Le coach accompagnateur, toujours rémunéré, parfois très grassement, entend en effet les aider à optimiser leurs compétences et à parfaire leur image, à travers le pouvoir de la maïeutique, une méthode aussi vieille que l’Antiquité, que le philosophe grec Socrate a longuement expliquée dans les œuvres de Platon: il s’agit, pour les «coachés», de mettre en forme des pensées confuses, par le dialogue.
Au Maroc, le coaching reste peu apprécié. Son efficacité, sujette à caution, et le manque de sérieux de certains coachs, ne permettent pas aux Marocains de faire confiance à cette activité libérale qui, d’ailleurs, ne bénéficie à ce jour d’aucune reconnaissance de l’Etat.
Le tabou des tarifsLe coaching est toutefois un business très lucratif, aujourd’hui pratiqué par un millier de coachs qui s’activent dans divers «ateliers», ainsi que lors de «séminaires de formation», étalés sur une ou plusieurs journées, dans l’ensemble du royaume. Mais cette évaluation du nombre de coachs est très approximative: «il est difficile de donner un chiffre sur le nombre exact de coaches qui exercent selon les normes de compétences et d’éthique requises», explique Mustapha Faik, président, au Maroc, de l’International Federation of Coaching (IFC), une association qui tente de mettre un peu d’ordre dans un métier qui peine encore à être réellement défini.

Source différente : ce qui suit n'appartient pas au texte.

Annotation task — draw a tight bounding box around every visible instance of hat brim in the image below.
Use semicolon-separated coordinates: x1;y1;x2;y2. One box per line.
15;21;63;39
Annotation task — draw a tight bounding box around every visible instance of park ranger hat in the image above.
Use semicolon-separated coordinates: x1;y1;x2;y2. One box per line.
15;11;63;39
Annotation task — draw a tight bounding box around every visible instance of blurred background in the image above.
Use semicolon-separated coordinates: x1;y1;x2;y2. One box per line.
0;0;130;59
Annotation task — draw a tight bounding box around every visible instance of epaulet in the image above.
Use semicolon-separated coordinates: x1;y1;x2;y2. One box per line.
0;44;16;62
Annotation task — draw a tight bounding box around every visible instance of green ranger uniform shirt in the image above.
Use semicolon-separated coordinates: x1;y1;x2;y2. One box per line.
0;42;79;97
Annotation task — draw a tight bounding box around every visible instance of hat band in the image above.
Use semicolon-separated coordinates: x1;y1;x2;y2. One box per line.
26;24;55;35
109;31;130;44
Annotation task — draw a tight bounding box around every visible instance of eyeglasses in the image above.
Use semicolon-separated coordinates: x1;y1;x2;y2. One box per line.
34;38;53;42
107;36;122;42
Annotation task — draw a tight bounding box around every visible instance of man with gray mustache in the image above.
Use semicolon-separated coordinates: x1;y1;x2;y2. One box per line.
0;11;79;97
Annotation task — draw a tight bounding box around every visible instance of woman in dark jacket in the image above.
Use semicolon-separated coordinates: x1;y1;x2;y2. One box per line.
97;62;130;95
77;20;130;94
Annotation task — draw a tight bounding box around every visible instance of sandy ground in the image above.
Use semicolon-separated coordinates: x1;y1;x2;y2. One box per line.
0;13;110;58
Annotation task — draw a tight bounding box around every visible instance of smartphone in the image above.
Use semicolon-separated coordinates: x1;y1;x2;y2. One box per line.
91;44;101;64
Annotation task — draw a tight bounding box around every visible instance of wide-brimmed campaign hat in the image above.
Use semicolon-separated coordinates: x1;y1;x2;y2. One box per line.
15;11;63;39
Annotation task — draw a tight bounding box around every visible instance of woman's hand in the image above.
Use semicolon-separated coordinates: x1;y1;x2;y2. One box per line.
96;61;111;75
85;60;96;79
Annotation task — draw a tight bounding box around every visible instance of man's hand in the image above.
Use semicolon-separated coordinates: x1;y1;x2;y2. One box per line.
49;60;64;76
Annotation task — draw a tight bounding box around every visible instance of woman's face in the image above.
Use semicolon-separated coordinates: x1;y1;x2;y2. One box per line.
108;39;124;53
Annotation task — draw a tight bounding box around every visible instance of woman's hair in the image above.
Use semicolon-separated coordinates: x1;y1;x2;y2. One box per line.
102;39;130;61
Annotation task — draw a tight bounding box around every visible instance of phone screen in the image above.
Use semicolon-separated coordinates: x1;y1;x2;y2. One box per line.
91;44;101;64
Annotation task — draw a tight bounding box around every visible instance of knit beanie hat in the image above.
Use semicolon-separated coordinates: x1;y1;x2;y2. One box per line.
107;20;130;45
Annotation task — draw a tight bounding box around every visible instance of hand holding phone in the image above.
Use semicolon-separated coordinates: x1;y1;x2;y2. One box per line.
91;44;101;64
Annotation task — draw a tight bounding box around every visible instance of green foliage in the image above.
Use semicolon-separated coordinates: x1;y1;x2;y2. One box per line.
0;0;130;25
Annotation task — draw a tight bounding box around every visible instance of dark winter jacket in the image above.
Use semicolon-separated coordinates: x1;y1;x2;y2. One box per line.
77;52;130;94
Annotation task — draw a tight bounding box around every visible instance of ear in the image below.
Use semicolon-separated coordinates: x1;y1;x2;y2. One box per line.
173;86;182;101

L’absence d’un cadre juridique permet à certains coachs, les moins qualifiés, d’y trouver largement leur compte. Et certains proposent même des tarifs bien plus onéreux que ceux d’une consultation médicale (être médecin requiert, hors spécialisation, un minimum de 7 années d’études acharnées). Les séances de certains coachs sont en effet proposées à des prix totalement exorbitants: «un pack de 30 séances est à 15.000 dirhams. 50 séances reviennent à 30.000 dirhams. En gros, le prix d’une séance varie entre 350 et 500 dirhams de l’heure», détaille Houda, ancienne «patiente» d’un coach installé à Rabat.
Lire aussi : Vidéo. Voici pourquoi Nahed Rachad, coach, s’est attirée la colère des femmes
De leur côté, les coachs, quant à eux, refusent de parler de leurs «honoraires».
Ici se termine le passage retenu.